L’ostacolo principale riguarda la clausola di salvaguardia (backstop), che dovrebbe impedire di ristabilire una frontiera fisica tra Irlanda del Nord e Repubblica d’Irlanda, abolita dopo gli accordi di pace del 1998.
I più accaniti sostenitori della Brexit, come il deputato conservatore Jacob Rees-Mogg, pensano che questa disposizione debba essere eliminata. Secondo loro, ciò risolverebbe la maggior parte dei problemi posti dal testo.
I fautori della linea dura non sembrano pronti ad accontentarsi di una limitazione temporale della clausola di salvaguardia, che considerano un assoggettamento permanente del Regno Unito all’Unione Europea.
Toccherà al Governo decidere una nuova data per il voto dei deputati, lasciando a Theresa May il tempo di ottenere delle concessioni dalla UE. Nonostante le rassicurazioni del Primo Ministro, numerosi deputati britannici hanno espresso forti dubbi sulla capacità della May di convincere tali interlocutori.
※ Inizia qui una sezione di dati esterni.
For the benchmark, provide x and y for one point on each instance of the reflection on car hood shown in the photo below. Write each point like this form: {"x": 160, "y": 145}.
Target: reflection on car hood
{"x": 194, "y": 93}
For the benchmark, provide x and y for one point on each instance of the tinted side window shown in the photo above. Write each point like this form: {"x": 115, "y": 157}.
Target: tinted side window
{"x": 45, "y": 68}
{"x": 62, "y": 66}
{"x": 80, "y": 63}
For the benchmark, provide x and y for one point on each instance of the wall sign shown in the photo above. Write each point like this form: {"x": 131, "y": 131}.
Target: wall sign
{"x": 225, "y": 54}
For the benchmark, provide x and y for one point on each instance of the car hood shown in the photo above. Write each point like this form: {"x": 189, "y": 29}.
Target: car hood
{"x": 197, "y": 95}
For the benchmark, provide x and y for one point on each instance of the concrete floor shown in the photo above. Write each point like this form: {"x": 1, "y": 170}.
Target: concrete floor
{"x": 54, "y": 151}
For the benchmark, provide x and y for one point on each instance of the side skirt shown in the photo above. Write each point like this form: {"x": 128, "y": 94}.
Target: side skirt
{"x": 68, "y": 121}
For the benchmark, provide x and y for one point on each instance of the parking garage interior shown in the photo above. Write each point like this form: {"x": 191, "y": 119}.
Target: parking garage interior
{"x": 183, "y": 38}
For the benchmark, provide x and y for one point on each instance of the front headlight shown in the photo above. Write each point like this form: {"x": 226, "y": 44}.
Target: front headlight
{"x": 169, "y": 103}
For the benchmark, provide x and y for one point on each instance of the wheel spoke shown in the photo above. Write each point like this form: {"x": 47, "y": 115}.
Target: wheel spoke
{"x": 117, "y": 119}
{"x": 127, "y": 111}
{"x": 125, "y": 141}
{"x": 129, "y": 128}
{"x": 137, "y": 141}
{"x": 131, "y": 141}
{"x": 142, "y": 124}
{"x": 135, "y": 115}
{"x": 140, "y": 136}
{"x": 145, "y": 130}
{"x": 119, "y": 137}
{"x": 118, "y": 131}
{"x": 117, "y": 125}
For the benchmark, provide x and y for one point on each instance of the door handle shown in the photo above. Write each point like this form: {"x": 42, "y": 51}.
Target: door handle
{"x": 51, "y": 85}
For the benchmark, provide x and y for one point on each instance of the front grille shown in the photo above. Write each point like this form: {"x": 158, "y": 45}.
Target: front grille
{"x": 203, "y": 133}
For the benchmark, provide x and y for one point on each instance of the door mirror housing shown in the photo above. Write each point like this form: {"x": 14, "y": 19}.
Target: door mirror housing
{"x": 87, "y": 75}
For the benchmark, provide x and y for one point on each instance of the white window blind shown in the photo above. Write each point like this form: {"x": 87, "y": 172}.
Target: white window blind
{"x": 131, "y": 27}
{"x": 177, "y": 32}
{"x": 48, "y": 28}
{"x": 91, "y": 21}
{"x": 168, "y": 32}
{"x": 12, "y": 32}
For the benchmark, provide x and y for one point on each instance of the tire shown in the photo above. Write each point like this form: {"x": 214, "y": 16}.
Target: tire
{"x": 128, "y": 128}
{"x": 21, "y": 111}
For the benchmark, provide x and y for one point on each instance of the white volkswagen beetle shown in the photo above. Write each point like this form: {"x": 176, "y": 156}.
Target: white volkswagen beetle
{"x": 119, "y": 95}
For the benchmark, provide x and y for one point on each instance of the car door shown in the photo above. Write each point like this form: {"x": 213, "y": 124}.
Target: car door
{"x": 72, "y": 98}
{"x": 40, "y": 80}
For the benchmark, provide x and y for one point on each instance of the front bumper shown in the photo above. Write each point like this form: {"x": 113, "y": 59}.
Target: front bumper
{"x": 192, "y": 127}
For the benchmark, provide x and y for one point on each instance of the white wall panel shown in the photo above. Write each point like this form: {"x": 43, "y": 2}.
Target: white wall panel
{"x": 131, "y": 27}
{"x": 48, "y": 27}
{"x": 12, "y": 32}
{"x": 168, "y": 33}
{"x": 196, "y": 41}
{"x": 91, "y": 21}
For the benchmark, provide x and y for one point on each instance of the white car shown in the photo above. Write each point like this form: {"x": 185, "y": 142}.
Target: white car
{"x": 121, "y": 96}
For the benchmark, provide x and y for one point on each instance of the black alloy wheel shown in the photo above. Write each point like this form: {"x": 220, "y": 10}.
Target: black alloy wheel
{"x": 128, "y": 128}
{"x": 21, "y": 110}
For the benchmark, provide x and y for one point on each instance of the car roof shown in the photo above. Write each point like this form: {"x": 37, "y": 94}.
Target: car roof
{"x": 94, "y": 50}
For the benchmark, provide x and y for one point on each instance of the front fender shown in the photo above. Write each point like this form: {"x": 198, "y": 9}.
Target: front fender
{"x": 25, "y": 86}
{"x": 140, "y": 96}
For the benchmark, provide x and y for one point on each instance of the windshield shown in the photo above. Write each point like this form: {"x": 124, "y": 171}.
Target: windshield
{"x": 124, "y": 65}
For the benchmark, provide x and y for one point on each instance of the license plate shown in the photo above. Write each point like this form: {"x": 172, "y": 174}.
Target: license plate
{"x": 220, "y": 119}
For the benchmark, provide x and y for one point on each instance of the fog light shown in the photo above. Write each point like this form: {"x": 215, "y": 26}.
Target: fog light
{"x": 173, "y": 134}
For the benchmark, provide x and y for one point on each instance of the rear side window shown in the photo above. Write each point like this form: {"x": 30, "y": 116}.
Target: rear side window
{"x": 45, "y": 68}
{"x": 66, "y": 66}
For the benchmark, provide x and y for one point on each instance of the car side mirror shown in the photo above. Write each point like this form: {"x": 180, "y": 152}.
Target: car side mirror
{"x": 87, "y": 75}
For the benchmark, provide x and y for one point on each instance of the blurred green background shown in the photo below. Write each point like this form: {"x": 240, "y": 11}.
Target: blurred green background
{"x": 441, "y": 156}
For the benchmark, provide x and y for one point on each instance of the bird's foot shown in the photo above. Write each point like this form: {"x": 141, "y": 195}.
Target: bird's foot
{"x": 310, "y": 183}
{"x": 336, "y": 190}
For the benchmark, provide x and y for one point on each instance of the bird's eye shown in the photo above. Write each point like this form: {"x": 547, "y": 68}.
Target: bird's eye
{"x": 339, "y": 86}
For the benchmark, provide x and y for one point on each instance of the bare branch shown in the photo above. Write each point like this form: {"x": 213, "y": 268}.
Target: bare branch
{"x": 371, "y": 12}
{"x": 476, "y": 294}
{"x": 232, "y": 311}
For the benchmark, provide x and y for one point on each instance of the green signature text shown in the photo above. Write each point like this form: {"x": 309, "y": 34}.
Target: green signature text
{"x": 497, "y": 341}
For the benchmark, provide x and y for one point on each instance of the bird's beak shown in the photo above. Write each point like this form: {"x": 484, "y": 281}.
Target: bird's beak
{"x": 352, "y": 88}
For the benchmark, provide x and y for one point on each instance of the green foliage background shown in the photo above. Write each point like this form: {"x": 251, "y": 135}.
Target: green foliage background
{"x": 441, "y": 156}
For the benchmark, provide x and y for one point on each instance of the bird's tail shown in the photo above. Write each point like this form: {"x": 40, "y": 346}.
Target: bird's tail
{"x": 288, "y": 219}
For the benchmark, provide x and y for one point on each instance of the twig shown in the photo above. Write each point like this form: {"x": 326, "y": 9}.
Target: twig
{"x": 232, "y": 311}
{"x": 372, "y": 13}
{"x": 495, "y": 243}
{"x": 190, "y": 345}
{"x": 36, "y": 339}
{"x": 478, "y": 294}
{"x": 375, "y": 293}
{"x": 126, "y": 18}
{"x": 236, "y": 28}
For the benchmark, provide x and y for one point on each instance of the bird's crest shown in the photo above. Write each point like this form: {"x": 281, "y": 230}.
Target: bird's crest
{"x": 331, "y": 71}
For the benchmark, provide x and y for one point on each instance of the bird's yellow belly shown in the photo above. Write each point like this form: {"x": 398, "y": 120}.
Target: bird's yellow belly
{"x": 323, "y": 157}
Le loro preoccupazioni sono state rapidamente confermate dal Presidente del Consiglio Europeo Donald Tusk, che ha escluso una rinegoziazione del “backstop”, ma senza chiudere totalmente la porta al dialogo. “Siamo pronti a discutere in modo da facilitare la ratificazione (dell’accordo) da parte del Regno Unito”, ha affermato.
Gli Europei potrebbero eventualmente accettare di modificare la dichiarazione politica sulle relazioni future tra la UE e il Regno Unito che deve essere allegata all’accordo di divorzio, ma anche questa ipotesi resta molto incerta. Potrebbero anche pubblicare una dichiarazione di intenti per aiutare Theresa May a convincere i suoi parlamentari, dicono a Bruxelles.
L’eventualità di un “no deal”
Il ministro francese incaricato degli Affari europei, Nathalie Loiseau, ha dichiarato che un’uscita senza accordo del Regno Unito il 29 marzo 2019 sembra “sempre più probabile”, in quanto nessun altro compromesso a parte quello concluso dai negoziatori britannici ed europei è possibile.
Il ministro tedesco degli Affari esteri, Heiko Maas, ha espresso una posizione simile, dichiarando di non vedere “cosa potrebbe essere cambiato” nel testo ottenuto il mese scorso dopo un anno e mezzo di negoziazioni laboriose e difficili.
Consapevole delle probabili defezioni nel suo campo e dell’opposizione determinata del Partito Laburista di Jeremy Corbyn, il Primo ministro ha prudentemente deciso di posticipare il voto previsto martedì.
“Se votassimo domani come previsto, l’accordo avrebbe buone chance di essere rifiutato”, ha spiegato Theresa May ai deputati, ripetendo loro che il suo testo era il migliore possibile. “Posticiperemo quindi il voto previsto domani e non divideremo la Camera in questo periodo”, ha proseguito, precisando che nel frattempo il Governo lavorerà a un “piano B” nell’eventualità che non si raggiunga l’accordo.
Queste turbolenze politiche hanno pesato sulla sterlina, scesa a 1,2505 dollari, il valore più basso dall’aprile 2017. La valuta britannica valeva 1,50 dollari il giorno del referendum sulla Brexit, il 23 giugno 2016.